Saturday, September 4, 2010

CRUCIAL BLAST REVIEW

As of this moment, writing this blurb about their new album Mutt, Texas rippers Total Abuse are my favorite hardcore band. I was gushing over their self-titled debut that came out a while back on Deranged after getting totally enamored with their atavistic throwback to circa-1984 thrash, their infatuation with the writings of Peter Sotos, and the stark black and white visuals on their album and 7" sleeves that referenced both the primitive apocalyptic collage art of early American hardcore and the blunt monochrome look of old British industrial cassettes. Seemed like it was custom tailored to my taste in hardcore, a negatory, nihilistic blast of primitivist fury that feels dead serious, driven by murderous desire and staring at the world with an unblinking eye. Not to mention a fiercely noisy edge that felt like I was hearing some as-yet undiscovered psychotic hardcore band from the 80's being blasted out of shredded speakers and malfunctioning PA equipment.
Their last album and the Sex Pig 7" (the title of which is another direct Sotos reference) are still highly recommended to fans of psycho HC and get constant play around here, but their latest Lp Mutt just fucking blew me through the door. On the surface, the album is a direct continuation of the debut. The songs are once again short, brutal blasts of ancient hardcore played with maximum venom and power. The music and everything within it feels as if it's slathered in feedback, as if the band is hurling themselves against a wall of busted, squealing amplifiers. Songs like "Eunuch", "Fluid Exchange", "Buried", and "Caligula" mostly blast out brutal speed attacks somewhere in between Void and Negative Approach, infested with screaming high-end amp howl. Then the band shifts into a staggering dirge that stops the album dead in it's tracks, like when they stumble into the spastic noise and damaged Flipper/Kilslug-esque sludge of "Secret Passage I" and "Pure". There's nothing anthemic in the vocals; the singer delivers his hungry, desperate howl into the storm, his desperation syncing with the band into a wave of droning power. The apex of the album is the complete collapse into noise that comes with "Secret Passage II", a savage wall of guitar squall, squealing agonized feedback, and avalanche drum clatter. The aesthetics of Broken Flag applied to brutal, stripped down American hardcore.

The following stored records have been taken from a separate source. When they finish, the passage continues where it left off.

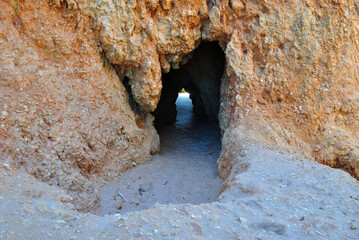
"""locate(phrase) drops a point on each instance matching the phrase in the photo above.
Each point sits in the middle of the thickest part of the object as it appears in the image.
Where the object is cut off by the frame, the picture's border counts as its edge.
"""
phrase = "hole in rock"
(185, 171)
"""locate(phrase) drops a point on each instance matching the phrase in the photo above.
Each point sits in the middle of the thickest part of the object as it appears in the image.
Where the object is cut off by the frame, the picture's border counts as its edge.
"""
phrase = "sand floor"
(185, 171)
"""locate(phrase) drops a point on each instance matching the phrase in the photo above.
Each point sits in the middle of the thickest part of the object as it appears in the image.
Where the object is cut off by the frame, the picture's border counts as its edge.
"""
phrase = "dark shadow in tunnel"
(200, 77)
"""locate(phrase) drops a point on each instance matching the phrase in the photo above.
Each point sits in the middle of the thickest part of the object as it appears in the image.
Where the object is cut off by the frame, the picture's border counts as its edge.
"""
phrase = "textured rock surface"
(290, 84)
(268, 195)
(200, 75)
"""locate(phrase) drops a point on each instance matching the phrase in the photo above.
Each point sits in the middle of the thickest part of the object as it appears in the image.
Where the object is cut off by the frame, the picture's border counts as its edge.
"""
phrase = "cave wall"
(290, 82)
(200, 74)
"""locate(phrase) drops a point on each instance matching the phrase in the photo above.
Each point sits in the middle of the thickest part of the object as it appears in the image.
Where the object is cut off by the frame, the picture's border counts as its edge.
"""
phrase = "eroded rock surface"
(70, 71)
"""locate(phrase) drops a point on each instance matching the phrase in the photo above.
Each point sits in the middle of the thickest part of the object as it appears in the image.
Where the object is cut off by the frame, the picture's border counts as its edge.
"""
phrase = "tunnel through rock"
(200, 77)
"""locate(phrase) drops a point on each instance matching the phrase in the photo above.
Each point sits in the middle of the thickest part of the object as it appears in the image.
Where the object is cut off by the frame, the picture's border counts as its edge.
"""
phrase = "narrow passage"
(185, 171)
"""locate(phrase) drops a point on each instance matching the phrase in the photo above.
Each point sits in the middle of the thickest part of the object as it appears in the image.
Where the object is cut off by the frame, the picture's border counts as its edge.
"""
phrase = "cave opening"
(201, 77)
(185, 170)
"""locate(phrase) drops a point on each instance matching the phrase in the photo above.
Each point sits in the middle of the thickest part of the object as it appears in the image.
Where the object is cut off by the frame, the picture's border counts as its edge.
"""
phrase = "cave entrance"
(185, 171)
(201, 77)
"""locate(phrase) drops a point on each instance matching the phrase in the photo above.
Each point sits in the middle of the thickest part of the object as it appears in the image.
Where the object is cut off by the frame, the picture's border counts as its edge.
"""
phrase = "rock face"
(71, 72)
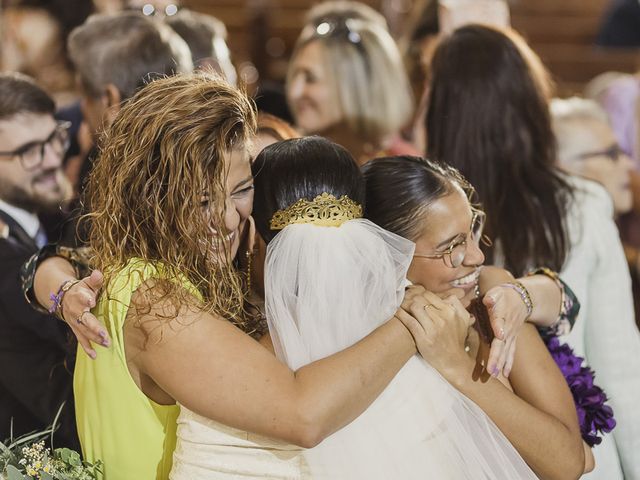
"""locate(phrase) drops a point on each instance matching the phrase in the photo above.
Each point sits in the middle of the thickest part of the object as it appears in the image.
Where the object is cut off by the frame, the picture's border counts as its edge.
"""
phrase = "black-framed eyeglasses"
(453, 255)
(31, 155)
(613, 153)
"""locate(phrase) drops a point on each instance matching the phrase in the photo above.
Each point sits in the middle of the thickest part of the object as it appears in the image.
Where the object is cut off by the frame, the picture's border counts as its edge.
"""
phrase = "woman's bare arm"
(539, 416)
(80, 298)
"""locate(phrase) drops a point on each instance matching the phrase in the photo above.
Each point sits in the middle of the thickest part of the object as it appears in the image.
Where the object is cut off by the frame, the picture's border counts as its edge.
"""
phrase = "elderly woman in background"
(346, 81)
(488, 116)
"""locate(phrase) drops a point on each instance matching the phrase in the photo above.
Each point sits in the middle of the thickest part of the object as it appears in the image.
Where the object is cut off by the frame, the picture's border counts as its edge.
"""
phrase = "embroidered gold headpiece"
(325, 210)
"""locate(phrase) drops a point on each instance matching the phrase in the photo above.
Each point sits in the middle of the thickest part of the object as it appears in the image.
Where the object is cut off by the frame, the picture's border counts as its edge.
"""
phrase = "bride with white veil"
(331, 278)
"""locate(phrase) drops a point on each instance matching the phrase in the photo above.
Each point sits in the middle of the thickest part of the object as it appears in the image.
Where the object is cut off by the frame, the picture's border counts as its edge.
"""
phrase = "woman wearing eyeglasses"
(429, 204)
(587, 146)
(488, 116)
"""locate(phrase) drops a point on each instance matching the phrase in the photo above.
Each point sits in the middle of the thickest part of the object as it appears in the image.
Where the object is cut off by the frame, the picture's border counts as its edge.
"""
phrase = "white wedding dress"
(326, 288)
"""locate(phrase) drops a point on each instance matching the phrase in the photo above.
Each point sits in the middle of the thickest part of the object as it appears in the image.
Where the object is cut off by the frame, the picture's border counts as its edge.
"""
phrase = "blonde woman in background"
(346, 81)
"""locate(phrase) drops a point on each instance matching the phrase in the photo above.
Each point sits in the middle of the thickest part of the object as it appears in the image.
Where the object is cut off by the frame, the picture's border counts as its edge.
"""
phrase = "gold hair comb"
(325, 210)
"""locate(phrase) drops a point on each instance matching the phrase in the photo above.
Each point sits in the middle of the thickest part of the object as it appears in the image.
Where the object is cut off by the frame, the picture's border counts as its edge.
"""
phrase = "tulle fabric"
(327, 288)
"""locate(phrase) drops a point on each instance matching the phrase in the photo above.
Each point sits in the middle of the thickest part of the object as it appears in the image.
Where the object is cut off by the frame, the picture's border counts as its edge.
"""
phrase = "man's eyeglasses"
(453, 255)
(613, 153)
(31, 155)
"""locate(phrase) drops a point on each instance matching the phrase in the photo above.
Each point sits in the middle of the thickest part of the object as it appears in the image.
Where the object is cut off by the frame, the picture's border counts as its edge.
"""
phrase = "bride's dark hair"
(288, 171)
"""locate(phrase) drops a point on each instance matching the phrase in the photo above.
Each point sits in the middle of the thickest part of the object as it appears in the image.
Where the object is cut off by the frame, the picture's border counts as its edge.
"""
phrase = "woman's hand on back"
(76, 306)
(439, 327)
(507, 314)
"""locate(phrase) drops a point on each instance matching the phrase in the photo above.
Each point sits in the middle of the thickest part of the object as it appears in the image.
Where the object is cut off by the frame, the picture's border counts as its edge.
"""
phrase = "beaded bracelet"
(569, 304)
(57, 298)
(524, 294)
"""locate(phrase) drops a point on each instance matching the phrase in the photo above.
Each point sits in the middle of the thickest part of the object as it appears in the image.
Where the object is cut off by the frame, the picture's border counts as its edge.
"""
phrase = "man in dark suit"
(36, 353)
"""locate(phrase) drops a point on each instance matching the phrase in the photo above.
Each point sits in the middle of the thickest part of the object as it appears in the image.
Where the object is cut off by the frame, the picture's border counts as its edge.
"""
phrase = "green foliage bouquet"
(27, 458)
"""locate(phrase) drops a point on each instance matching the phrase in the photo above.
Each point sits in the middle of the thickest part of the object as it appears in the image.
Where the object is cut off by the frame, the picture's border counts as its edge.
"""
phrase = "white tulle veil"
(325, 289)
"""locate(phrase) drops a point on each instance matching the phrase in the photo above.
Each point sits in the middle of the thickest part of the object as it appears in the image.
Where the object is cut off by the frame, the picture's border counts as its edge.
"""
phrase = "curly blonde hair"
(163, 153)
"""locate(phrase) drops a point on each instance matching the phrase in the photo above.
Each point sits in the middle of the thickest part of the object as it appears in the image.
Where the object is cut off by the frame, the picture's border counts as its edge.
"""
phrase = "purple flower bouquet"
(593, 414)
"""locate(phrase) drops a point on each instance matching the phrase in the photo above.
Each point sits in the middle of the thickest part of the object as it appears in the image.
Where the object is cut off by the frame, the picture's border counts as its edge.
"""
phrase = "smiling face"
(238, 201)
(41, 187)
(447, 222)
(309, 91)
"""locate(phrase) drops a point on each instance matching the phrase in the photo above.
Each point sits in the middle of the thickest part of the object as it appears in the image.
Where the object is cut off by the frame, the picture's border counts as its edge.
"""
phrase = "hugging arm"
(221, 373)
(53, 272)
(508, 312)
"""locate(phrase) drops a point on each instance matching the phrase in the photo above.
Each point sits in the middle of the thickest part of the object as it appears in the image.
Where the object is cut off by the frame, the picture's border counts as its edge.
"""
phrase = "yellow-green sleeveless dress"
(133, 436)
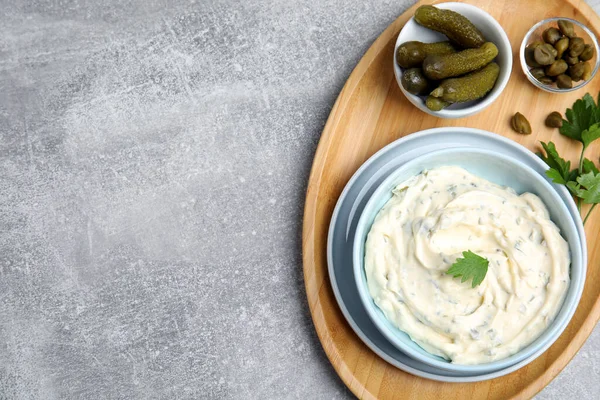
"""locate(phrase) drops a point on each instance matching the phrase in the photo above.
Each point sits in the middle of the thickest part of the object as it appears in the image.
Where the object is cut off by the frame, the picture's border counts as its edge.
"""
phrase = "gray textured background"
(154, 161)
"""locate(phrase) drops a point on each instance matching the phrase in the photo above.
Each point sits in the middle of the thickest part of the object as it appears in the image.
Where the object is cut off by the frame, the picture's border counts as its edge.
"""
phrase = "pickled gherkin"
(472, 86)
(436, 104)
(414, 81)
(438, 67)
(412, 54)
(458, 28)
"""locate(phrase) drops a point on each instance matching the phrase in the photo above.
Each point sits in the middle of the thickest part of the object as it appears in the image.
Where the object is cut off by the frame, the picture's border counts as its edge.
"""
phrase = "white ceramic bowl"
(535, 33)
(492, 31)
(501, 170)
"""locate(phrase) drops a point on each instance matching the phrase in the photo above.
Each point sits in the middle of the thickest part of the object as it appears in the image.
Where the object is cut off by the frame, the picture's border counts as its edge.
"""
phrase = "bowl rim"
(555, 330)
(526, 40)
(481, 104)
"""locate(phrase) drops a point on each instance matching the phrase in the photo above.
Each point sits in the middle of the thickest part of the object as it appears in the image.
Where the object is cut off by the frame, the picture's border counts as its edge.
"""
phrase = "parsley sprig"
(471, 266)
(582, 124)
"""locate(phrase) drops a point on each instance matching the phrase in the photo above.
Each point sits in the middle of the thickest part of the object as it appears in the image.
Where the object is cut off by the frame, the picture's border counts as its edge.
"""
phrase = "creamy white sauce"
(420, 232)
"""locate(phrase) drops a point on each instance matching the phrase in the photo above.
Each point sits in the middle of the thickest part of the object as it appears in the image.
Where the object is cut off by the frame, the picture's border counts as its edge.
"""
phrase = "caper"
(587, 71)
(529, 50)
(544, 54)
(570, 60)
(564, 81)
(556, 68)
(520, 124)
(561, 46)
(537, 72)
(567, 28)
(587, 53)
(551, 35)
(576, 47)
(576, 72)
(554, 120)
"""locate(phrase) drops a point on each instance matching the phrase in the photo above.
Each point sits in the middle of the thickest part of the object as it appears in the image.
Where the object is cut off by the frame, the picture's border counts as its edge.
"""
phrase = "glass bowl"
(535, 33)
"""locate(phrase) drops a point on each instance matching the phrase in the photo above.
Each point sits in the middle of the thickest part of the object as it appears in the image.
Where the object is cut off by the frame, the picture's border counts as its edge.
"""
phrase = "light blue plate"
(350, 205)
(502, 170)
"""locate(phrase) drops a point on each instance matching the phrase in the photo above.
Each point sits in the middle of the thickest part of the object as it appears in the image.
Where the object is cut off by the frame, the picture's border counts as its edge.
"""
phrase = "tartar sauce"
(420, 232)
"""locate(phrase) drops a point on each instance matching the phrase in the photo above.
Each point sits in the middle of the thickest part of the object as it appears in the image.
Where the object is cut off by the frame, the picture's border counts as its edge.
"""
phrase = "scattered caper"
(564, 81)
(537, 72)
(520, 124)
(551, 35)
(556, 68)
(561, 46)
(554, 120)
(567, 28)
(587, 53)
(544, 54)
(576, 72)
(576, 47)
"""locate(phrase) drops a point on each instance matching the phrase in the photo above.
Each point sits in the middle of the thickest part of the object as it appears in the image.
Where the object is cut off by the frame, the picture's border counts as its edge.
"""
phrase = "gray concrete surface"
(154, 157)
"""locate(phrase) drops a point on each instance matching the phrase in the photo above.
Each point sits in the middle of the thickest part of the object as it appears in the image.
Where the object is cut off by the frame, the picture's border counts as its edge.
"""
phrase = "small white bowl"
(535, 33)
(491, 30)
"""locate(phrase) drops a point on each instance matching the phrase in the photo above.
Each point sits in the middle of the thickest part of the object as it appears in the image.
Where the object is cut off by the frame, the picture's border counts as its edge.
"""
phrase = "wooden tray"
(371, 112)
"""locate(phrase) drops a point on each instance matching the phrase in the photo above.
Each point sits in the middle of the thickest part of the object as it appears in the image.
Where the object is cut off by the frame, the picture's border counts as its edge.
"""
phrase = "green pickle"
(520, 124)
(472, 86)
(436, 104)
(458, 28)
(415, 82)
(438, 67)
(412, 54)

The b&w fanzine style booklet that comes with the Lp features the lyrics, an integral part of Total Abuse's art. The lyrics are obviously influenced by Sotos's writings, the clipped, blunt, brutal lyrics expressing themes of total control, nihilism, loathing, oppression, depravity, violence and desire, directly and without glamour. It's an exploration of hunger that has more in common with Dom Fernow's work in Prurient than anything going on right now in hardcore.